Ethereum not only has smart contracts, a vast DeFi ecosystem, and institutional recognition, but it also already plays the role of “programmable money”—hundreds of billions of dollars in stablecoins circulate on Ethereum, and trillions of dollars are locked in DeFi protocols. Compared to ZEC, which has privacy and a fixed supply but lacks ecosystem depth and application scenarios, it’s more like a “single-function tool” than a “comprehensive currency.”
Within this framework, pessimists favor projects like Railgun more. RAIL enhances Ethereum’s privacy, effectively improving ETH’s monetary properties.
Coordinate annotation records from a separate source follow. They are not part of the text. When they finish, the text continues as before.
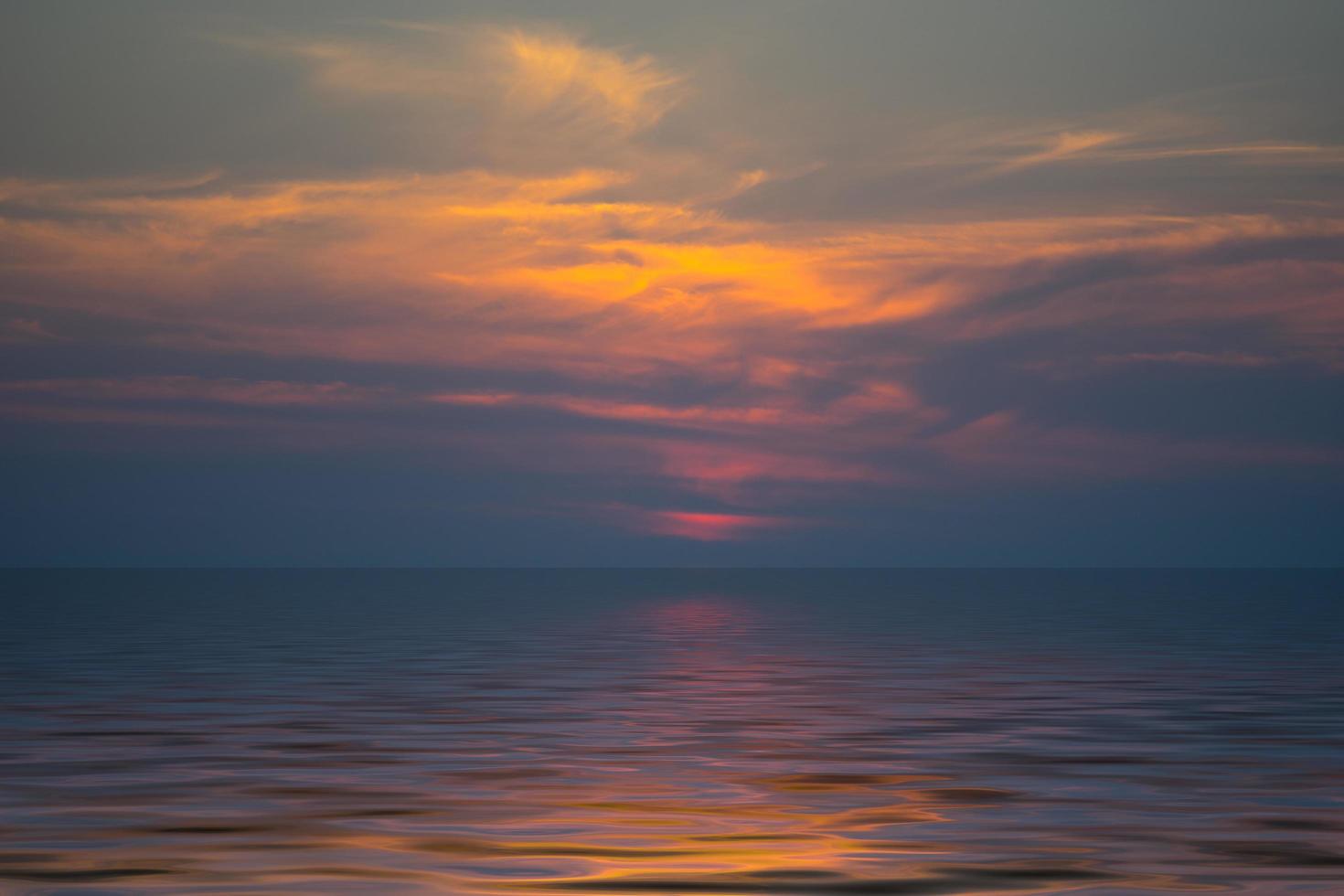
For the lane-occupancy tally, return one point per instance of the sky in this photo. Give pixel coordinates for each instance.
(671, 283)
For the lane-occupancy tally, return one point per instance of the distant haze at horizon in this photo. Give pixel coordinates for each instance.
(765, 283)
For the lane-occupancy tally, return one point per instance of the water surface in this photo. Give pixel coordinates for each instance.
(722, 732)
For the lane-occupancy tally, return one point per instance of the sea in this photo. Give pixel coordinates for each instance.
(671, 731)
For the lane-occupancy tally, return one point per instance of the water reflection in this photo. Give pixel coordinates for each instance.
(452, 732)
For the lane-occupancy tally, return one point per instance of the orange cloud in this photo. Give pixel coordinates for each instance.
(702, 527)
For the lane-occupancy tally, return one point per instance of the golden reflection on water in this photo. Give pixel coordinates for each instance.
(671, 746)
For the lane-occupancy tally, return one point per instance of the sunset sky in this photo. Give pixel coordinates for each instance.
(623, 283)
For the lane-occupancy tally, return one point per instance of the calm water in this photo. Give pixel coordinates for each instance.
(671, 732)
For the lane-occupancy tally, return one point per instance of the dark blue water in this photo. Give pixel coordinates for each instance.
(687, 732)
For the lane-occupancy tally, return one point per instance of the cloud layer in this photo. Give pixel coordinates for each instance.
(600, 293)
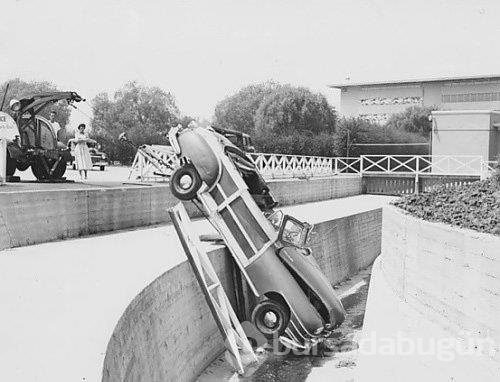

This means RAIL benefits not only from the privacy narrative but also from Ethereum’s broader monetary narrative—standing on a larger, more mature ecosystem rather than trying to build a new monetary system from scratch.
From a valuation standpoint, the growth potential of both differs greatly. If RAIL’s price increases 20x, its fully diluted valuation (FDV) would reach $4 billion, roughly consistent with other top Ethereum projects, making it easier for markets to accept. But if ZEC increases 20x, its FDV would reach $160 billion, making it the third-largest crypto asset after Bitcoin and Ethereum. That requires the market to believe ZEC can stand shoulder-to-shoulder with Bitcoin and Ethereum—a very high threshold.
This isn’t a question that can be settled through debate alone; it requires market action over the next 12-24 months: can ZEC’s shielded pool balance continue to grow? Will institutions use compliant channels like Grayscale to allocate to ZEC? Will regulatory pressure crush ZEC or make its scarcity even more valuable?
Answers to these questions will determine whether the “Bitcoin’s silver” narrative for ZEC holds and will also influence the sustainability and depth of this privacy coin rally.